= Steal the bacon =

Children's game

Steal the bacon (also steal the flingsock, steal the handkerchief, Dog and the Bone, or in India Rumal Jhapatta) is a tag-based traditional children's game, in which teams try to steal a flag or other item (the "bacon") from the field without being tagged. The game is played with players divided into teams and assigned a call-signs, and a referee to call out the call signs. There are variations on gameplay, including rules that increase educational value or physicality.

==Rules==
The players are divided into teams, typically two. Players are assigned a call-sign, often a number, which is shared by a member of the opposing team. The teams line up on opposite edges of the playing area, at a distance enough to run across from each other, which has the "bacon" (a small object which can be grabbed and carried) in the center. A referee calls out the call-sign, and the team members who have that call-sign must run to the center, grab the bacon, and return to their teammates without being tagged by the other player(s) with that call-sign. The one that manages to return with the object to his/her team gets a point. If tagged, the other team gets the point. Tagging of a player may not occur before that player has touched the "bacon". The referee may call out more than one call-sign resulting in many pairs of players, each player attempting to steal the "bacon." The referee may also call "steal the bacon" in which all players on both sides may attempt to steal the "bacon."

=== Variants ===
The game works well when directed by a teacher or another adult who gives the same chances to both teams and all players. There are also educational variants of this game, in which the players' call sign is not directly called, but is the answer to a history, mathematics, or other educational question. The game thus rewards players ability to solve the question and deduce which answer corresponds to their call-sign.

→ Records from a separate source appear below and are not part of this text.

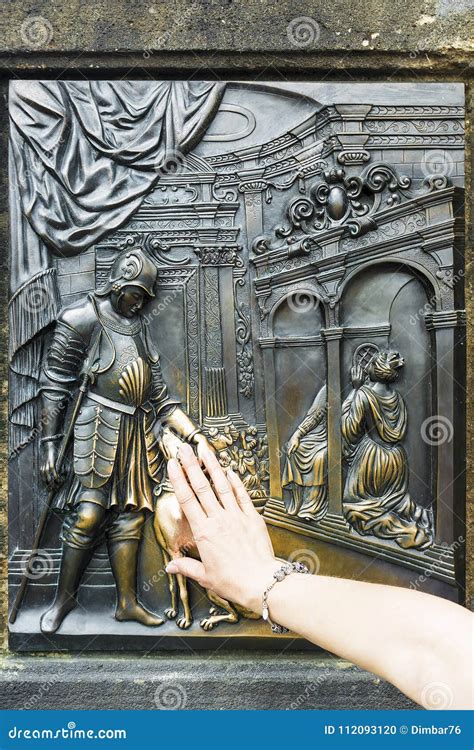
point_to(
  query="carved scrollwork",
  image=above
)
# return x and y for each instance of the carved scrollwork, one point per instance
(345, 201)
(244, 344)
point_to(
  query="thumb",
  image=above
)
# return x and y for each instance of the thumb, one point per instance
(188, 567)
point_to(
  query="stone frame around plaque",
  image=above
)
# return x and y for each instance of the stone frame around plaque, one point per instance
(240, 238)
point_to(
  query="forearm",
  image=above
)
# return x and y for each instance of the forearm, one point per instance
(396, 633)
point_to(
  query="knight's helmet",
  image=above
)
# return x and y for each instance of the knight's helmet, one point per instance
(133, 267)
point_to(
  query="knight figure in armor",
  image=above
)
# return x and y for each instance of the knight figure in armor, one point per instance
(117, 460)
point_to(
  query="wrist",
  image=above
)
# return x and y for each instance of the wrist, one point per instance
(253, 596)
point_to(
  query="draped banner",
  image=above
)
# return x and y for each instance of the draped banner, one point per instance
(83, 156)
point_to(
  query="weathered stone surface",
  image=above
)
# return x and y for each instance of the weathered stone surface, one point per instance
(283, 34)
(250, 681)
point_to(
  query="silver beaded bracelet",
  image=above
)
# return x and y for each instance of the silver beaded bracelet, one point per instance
(279, 575)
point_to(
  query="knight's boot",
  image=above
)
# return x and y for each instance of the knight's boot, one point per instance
(73, 564)
(124, 559)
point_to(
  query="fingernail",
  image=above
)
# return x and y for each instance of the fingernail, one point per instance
(183, 451)
(172, 465)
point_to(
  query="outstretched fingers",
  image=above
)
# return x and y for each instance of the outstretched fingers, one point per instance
(198, 480)
(219, 480)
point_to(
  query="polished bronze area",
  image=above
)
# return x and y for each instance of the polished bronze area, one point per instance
(290, 293)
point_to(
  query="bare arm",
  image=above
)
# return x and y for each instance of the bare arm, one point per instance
(418, 642)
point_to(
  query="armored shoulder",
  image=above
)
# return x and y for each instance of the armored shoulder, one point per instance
(80, 317)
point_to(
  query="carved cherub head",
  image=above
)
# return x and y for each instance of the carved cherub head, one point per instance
(384, 366)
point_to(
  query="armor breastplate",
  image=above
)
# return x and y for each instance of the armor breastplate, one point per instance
(124, 374)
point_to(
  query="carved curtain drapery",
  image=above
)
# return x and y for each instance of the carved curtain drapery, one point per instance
(83, 156)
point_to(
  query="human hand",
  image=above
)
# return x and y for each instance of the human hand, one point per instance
(237, 559)
(49, 458)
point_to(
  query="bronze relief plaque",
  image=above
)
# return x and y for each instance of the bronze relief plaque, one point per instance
(276, 269)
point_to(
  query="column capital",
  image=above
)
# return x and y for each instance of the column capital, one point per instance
(330, 334)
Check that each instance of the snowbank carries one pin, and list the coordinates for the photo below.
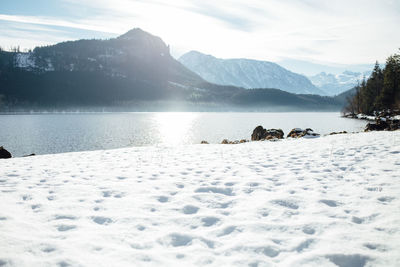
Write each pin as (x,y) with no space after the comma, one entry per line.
(302,202)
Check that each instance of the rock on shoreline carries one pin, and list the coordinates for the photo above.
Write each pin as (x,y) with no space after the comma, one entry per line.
(259,134)
(4,154)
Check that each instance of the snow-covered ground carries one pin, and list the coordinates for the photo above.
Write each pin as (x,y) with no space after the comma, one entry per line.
(329,201)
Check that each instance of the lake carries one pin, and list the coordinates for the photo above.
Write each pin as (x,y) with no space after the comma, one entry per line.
(57,133)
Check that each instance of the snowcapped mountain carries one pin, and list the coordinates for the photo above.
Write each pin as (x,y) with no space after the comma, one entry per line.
(247,73)
(335,84)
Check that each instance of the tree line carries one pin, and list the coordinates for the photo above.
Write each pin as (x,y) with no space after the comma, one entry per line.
(381,91)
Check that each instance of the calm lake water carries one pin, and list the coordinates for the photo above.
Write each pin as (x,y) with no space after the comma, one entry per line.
(56,133)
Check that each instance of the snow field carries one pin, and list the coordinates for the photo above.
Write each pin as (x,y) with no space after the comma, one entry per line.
(330,201)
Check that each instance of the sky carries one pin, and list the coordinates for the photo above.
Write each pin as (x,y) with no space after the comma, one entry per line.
(319,31)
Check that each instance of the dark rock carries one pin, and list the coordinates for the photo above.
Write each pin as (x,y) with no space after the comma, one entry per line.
(4,154)
(259,133)
(383,124)
(297,133)
(379,125)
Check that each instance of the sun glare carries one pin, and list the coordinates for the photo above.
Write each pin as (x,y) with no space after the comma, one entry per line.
(174,127)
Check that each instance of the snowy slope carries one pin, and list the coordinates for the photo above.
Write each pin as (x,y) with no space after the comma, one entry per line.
(247,73)
(331,201)
(335,84)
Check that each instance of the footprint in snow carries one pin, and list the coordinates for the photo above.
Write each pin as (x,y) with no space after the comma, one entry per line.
(101,220)
(209,221)
(330,203)
(64,228)
(189,209)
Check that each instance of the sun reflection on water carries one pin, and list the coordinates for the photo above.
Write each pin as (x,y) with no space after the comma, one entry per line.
(175,127)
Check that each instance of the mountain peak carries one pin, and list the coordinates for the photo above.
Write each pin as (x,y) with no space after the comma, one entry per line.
(134,34)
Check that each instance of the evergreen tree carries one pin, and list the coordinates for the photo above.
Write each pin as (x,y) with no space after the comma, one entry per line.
(389,96)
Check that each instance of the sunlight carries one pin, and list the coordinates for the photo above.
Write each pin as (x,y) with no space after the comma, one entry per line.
(174,127)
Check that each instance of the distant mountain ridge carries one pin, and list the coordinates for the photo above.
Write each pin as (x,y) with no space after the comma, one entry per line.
(336,84)
(247,73)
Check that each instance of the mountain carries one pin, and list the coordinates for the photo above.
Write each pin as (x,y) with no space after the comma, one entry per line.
(339,83)
(310,68)
(247,73)
(134,71)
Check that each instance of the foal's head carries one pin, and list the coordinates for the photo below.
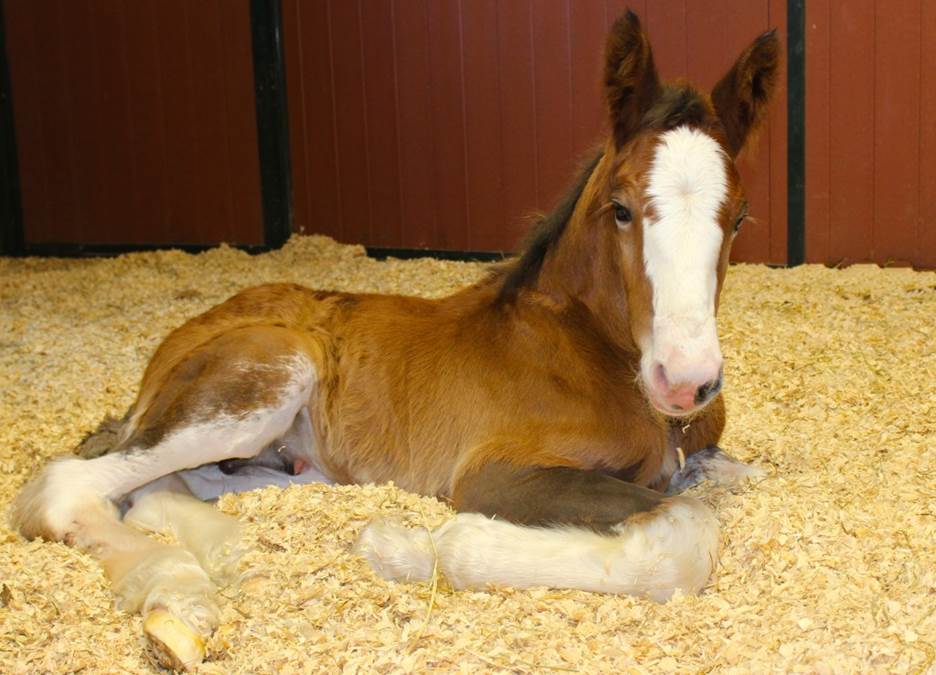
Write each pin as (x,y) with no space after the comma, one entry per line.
(644,238)
(668,189)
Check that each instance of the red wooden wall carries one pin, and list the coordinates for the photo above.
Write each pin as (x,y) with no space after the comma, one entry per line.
(870,137)
(135,121)
(442,123)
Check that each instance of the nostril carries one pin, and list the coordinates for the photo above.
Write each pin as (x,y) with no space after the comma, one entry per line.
(708,390)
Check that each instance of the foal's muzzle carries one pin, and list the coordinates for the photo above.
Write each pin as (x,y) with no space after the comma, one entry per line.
(683,397)
(709,390)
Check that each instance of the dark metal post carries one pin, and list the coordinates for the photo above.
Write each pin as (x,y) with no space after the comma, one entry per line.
(266,21)
(796,132)
(11,210)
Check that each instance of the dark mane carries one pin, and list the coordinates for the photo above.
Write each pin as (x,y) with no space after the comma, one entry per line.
(544,235)
(676,105)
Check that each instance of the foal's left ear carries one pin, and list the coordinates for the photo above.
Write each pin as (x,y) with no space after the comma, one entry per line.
(742,96)
(631,81)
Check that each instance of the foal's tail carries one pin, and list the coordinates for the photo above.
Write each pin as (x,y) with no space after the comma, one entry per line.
(651,554)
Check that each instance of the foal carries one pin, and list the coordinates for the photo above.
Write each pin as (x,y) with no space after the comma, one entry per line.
(550,402)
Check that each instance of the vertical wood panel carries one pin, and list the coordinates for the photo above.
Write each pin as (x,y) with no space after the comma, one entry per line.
(417,161)
(774,157)
(851,133)
(240,143)
(926,256)
(384,224)
(495,102)
(818,107)
(552,75)
(312,124)
(589,116)
(34,170)
(519,133)
(483,123)
(896,129)
(351,121)
(666,26)
(448,124)
(131,121)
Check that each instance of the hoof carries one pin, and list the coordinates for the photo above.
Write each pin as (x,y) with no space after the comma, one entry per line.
(176,646)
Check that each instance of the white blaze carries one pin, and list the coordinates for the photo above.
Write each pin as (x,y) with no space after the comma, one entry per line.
(687,186)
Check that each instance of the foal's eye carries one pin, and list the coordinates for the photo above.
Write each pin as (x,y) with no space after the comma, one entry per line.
(622,214)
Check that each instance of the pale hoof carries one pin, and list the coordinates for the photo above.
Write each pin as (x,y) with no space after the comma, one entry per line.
(176,646)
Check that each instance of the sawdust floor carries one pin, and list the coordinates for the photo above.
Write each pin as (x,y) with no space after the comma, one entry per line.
(827,565)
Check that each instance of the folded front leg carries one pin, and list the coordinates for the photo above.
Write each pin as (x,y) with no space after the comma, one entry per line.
(711,464)
(561,527)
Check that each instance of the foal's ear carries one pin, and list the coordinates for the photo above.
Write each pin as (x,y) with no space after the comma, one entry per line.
(741,97)
(631,82)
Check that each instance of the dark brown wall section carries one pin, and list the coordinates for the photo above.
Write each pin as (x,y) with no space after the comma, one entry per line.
(442,124)
(135,121)
(870,139)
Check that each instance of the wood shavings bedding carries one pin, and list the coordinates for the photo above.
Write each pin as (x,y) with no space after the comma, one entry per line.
(828,564)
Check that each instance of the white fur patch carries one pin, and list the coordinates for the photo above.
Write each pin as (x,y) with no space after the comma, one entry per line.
(687,186)
(64,486)
(648,556)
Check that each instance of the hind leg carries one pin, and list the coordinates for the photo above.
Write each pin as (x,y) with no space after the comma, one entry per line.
(229,401)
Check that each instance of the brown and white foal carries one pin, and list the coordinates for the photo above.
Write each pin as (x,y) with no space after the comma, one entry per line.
(550,401)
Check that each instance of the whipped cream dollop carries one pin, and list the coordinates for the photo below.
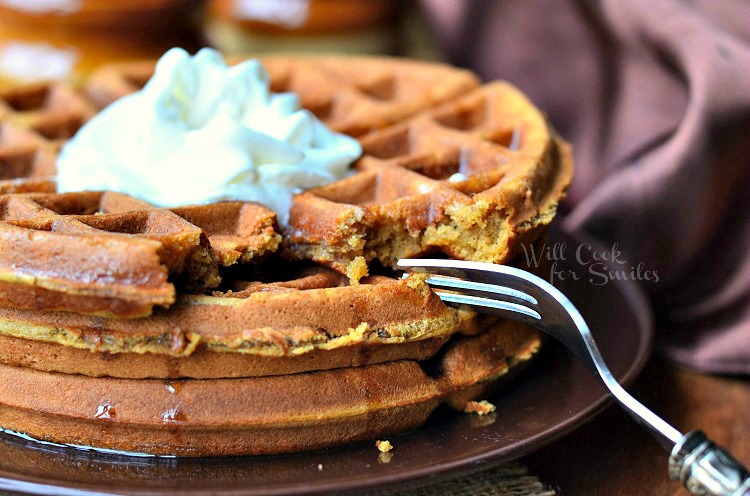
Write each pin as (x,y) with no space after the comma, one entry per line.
(201,132)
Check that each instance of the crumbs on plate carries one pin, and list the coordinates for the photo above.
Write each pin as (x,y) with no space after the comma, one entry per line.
(479,407)
(384,446)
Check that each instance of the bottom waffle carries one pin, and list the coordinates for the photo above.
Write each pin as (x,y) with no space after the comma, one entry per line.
(262,415)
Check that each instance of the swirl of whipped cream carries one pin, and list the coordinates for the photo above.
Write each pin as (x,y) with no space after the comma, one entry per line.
(201,132)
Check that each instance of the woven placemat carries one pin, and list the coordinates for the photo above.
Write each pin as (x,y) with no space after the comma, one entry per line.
(511,479)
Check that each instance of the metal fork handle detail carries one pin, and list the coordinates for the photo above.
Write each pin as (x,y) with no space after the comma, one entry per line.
(707,469)
(704,468)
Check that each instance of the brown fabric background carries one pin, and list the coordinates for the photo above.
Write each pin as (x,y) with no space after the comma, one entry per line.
(655,97)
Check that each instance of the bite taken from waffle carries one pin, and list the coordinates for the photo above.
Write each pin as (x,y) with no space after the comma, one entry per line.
(230,328)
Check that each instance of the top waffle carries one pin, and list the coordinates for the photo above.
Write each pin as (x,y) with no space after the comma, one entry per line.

A full contact version of steal the bacon is played at many summer camps, in which the player carrying the bacon is not simply tagged by the opponent, but must be physically kept from crossing back over his team's line. Other full-contact variants for teenagers and adults include versions where items such as tires, fish or greased watermelons are substituted for the "bacon."

== Popular culture ==
- The 2003 video game Crash Nitro Kart features Steal the bacon as a Battle mode. It later reappeared in the 2019 video game Crash Team Racing Nitro-Fueled.
- A 2010 PBS documentary, New York Street Games, mentions steal the bacon.